Heinz, did you ever get a chance to put up comments regarding Epstein's comments on Grant's hedonics pieces in Barron's? As you recall, he was rather critical of Grant, especially considering that Grant was a former Barron's writer. On the other hand, Grant's arguments are not really his own original arguments, but the arguments of Medoff and Harless. It may be that those two are able to state their case better than Grant could, despite the latter's gifted quill.
In any case, I'm curious about your take on Epstein's claim that hedonics only accounted for 0.3% of the GDP figure. If that is true, then one could say hedonics is incorrect but its effects are negligible (at least on a 6% GDP figure). See link below, as well as the replies.
That technique is called "chain-weighting." It means, in effect, that where prices are rising rapidly, the weight gets bigger, because more money is being spent.

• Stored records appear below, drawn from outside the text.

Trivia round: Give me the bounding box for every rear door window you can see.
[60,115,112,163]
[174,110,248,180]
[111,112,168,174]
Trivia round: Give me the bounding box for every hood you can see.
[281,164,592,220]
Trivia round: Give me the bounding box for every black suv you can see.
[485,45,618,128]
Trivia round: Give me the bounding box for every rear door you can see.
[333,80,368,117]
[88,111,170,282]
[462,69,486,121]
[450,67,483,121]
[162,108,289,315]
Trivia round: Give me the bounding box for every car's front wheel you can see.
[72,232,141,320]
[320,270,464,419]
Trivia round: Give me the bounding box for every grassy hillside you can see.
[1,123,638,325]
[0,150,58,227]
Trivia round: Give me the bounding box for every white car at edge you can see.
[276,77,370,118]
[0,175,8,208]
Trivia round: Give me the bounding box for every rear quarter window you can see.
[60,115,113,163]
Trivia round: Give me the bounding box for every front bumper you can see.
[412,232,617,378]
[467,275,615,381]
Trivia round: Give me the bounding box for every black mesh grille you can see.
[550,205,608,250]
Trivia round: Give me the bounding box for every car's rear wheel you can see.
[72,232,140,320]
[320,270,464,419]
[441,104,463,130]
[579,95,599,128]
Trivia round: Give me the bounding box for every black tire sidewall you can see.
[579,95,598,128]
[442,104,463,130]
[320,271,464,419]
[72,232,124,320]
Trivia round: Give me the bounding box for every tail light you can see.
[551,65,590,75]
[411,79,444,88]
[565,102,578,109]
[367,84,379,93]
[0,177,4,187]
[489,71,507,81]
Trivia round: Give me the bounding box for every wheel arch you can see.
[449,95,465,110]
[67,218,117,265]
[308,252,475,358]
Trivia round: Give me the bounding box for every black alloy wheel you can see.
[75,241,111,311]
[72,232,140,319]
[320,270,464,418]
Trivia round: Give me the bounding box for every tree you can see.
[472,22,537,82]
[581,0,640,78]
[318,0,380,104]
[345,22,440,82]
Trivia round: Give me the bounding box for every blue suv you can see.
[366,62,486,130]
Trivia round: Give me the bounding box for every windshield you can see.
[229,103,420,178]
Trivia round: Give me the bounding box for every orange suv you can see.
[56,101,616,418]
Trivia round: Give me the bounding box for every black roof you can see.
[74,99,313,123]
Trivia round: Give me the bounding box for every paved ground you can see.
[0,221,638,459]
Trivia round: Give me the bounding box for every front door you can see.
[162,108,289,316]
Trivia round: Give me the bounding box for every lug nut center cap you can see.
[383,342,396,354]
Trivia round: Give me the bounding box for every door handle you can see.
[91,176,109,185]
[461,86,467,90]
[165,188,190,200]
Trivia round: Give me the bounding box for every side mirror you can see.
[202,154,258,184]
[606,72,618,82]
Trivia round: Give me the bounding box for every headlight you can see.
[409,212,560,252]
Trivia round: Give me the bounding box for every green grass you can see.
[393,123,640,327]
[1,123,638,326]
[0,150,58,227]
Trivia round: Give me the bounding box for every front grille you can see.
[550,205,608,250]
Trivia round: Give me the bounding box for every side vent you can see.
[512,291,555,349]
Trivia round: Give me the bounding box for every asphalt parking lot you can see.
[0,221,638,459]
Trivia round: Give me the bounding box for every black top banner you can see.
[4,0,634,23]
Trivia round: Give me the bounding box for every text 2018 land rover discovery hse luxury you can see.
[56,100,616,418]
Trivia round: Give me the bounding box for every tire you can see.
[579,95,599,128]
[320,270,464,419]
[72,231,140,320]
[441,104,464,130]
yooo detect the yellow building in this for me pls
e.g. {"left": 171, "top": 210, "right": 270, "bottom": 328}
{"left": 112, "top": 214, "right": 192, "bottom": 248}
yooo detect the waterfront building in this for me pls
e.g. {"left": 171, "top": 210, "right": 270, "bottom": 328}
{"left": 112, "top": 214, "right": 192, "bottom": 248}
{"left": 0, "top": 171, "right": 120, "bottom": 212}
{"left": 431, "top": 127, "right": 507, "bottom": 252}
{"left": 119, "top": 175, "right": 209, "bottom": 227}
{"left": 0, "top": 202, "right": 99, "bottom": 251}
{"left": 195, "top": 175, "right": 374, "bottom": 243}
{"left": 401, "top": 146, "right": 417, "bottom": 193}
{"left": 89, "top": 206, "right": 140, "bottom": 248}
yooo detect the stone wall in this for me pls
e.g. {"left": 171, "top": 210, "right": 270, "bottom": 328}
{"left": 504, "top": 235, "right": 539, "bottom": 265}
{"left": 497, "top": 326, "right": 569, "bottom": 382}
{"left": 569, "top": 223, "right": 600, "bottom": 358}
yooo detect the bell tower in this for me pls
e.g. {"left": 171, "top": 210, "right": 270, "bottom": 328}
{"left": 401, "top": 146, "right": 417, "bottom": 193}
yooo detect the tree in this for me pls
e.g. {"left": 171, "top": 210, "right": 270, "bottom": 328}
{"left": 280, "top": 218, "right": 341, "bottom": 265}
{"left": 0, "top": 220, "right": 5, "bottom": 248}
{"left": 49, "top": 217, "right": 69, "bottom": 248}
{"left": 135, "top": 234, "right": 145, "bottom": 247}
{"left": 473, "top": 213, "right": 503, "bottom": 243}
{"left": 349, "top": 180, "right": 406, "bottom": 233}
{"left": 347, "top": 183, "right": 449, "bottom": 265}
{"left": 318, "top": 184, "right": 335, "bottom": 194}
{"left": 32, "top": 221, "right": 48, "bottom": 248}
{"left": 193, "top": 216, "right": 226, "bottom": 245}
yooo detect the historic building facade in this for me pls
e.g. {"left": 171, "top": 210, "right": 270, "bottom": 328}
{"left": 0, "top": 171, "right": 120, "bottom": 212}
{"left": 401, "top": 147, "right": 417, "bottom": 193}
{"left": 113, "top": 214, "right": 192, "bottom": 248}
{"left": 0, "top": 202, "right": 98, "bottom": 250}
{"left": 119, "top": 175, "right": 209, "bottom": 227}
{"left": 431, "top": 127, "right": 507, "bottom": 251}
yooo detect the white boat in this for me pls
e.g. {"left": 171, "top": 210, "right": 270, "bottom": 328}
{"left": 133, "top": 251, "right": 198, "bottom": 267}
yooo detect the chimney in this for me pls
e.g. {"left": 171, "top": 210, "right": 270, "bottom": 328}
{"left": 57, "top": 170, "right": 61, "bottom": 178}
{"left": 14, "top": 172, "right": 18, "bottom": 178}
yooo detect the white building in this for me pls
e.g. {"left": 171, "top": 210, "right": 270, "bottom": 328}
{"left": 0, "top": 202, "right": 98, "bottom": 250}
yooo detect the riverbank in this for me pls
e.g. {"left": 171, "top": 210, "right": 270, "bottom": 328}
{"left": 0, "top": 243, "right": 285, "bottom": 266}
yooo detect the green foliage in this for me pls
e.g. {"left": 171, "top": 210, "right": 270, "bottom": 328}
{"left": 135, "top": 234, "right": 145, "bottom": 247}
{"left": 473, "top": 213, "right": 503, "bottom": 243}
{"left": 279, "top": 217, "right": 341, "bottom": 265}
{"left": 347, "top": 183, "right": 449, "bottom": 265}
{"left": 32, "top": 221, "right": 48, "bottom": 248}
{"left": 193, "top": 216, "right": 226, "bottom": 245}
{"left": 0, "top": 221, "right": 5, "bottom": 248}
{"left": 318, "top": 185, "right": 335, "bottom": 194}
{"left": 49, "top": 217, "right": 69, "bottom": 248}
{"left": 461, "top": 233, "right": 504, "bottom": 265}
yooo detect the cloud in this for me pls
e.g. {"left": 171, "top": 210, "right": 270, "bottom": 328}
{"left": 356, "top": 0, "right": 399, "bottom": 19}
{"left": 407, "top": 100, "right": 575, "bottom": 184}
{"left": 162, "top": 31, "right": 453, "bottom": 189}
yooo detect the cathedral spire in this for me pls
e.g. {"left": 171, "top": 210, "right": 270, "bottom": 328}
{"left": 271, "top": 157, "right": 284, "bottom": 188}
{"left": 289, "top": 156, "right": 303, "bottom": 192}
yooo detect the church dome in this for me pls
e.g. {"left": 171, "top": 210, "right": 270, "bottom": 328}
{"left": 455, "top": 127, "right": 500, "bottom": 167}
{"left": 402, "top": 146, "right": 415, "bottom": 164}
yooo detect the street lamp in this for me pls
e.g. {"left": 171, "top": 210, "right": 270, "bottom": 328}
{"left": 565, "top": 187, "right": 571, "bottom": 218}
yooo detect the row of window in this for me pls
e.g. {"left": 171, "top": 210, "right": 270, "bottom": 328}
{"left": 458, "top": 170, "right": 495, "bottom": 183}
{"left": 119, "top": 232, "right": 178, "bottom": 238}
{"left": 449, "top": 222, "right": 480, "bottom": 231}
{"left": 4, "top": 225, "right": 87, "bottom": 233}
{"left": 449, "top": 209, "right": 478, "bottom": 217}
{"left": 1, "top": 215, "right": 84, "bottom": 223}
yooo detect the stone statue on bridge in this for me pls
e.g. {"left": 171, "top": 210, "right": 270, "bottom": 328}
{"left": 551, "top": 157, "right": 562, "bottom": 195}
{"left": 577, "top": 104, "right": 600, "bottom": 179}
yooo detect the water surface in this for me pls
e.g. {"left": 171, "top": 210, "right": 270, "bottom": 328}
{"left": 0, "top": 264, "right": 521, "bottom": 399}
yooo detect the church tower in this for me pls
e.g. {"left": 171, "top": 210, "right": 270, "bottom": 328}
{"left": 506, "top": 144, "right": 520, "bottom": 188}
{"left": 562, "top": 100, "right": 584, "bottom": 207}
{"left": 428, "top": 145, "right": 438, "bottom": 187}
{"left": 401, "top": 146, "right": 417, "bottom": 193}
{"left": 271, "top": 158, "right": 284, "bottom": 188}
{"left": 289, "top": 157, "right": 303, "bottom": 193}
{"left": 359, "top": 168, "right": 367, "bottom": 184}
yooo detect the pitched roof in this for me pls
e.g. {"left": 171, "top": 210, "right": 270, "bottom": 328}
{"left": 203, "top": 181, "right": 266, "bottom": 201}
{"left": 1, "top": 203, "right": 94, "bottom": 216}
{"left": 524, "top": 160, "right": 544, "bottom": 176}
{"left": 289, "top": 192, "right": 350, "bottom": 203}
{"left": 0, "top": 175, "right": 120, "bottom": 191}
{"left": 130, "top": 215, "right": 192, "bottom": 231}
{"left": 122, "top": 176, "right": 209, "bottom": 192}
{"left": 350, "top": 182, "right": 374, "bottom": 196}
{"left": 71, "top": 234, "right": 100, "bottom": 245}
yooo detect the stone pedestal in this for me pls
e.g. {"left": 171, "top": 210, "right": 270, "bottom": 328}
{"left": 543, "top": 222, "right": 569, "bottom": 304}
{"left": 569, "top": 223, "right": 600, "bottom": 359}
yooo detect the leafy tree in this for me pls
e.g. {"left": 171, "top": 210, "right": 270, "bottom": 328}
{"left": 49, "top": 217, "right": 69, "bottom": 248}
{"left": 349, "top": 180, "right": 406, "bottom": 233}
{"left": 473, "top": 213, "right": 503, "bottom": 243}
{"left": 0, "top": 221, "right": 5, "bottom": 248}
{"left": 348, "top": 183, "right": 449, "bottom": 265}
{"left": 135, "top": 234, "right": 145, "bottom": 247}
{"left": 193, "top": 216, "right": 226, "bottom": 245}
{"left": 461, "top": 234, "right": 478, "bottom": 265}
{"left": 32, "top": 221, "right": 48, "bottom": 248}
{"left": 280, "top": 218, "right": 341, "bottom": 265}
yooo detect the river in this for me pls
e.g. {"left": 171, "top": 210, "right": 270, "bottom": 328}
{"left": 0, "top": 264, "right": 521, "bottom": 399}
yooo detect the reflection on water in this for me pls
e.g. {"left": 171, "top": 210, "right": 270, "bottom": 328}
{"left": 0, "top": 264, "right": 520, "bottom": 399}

But when it comes to computers, prices have been declining, so the weights have been falling in tandem.
The critics have been making the fatal error of performing stage one on the computer sector, but not stage two. (The Bundesbank economists probably made the same mistake.) So, for example, they will calculate that hedonically driven computer output soared 59%, year-over-year, in the second quarter, and then they'll assume that all of that increase went into GDP growth. Hence, they'll say, the role played by those gadgets has been looming way too large.
But they forget stage two. Owing to falling price indexes in this sector (which, to compound the irony, have been falling all the more because hedonics are being used), that 59% gets a relatively small weight. In fact, computer hardware and software together contributed just 0.9% of the six percentage points of second-quarter GDP growth. At most, hedonics counted for about a third of that, or 0.3%.